Later that night, Lizi and I decided to go shopping, because she had a car for the weekend.  I don't usually have a car, so we were going to buy the heavy things that I don't really want to haul on the bus.  While I'm picking out some fruit, Lizi asks how strong I am.  I turn around, and there's Lizi, in the cart.  So, I pushed Lizi in a cart around Smiths at 9:30 on a Sunday night.  Good thing we had the store pretty much to ourselves.   Also, Lizi didn't get out until after we paid and had left the store.  The cashier was a little preplexerd.
Happy Adventures in College!

Sunday, February 17, 2013

Happy Caturday!

Even though it's now Sunday, I meant to put this up yesterday.

These are some of the gorgeous kitties at the Salt Lake City animal shelter.  Because I'm not allowed to actually have a cat in my dorm, I just go pet the ones that don't have owners.  I usually want to take at least two or three home.  Oh well.  Happy Caturday!

Friday, February 15, 2013

International Childhood Cancer Day

Today, February 15, is International Childhood Cancer day.  In truth though, every day should be a day for childhood cancer awareness, because every day, 36 children will be diagnosed with cancer in the US (46 on school days).
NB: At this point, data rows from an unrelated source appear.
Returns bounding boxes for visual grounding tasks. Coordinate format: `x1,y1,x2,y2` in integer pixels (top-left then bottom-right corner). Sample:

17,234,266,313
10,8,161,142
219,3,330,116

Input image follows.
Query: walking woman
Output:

Thursday, February 14, 2013

Valentine's Day

Well, happy Valentine's Day everybody.  A few interesting tidbits about V-day:

  • Valentine's Day is also the feast of St. Valentine, who, according to Catholic legend, was imprisoned for wedding soldiers who were forbidden from marriage during the 3rd century in ancient Rome.  Coincidentally, there are 8 other 'St. Valentines', including one woman, spanning from the 3rd century to modern day.  Most were hermits...
  • St. Cyril also died today
  • 73% of flower buyers are men.
  • Cupid is Venus' son.
  • The oldest surviving love poem is from 3500 BCE
  • 141 million V-day cards are exchanged today.
  • Over $1 billion in chocolate is purchased for Valentines day
  • 189 million stems of roses will be sold today
  • On average, there are 220,000 proposals on Valentine's day
  • The LDS (Mormon) movement began in Ohio
  • Congress approved use of the first voting machine 1899.
Enjoy your cheap Valentine's day chocolate tomorrow!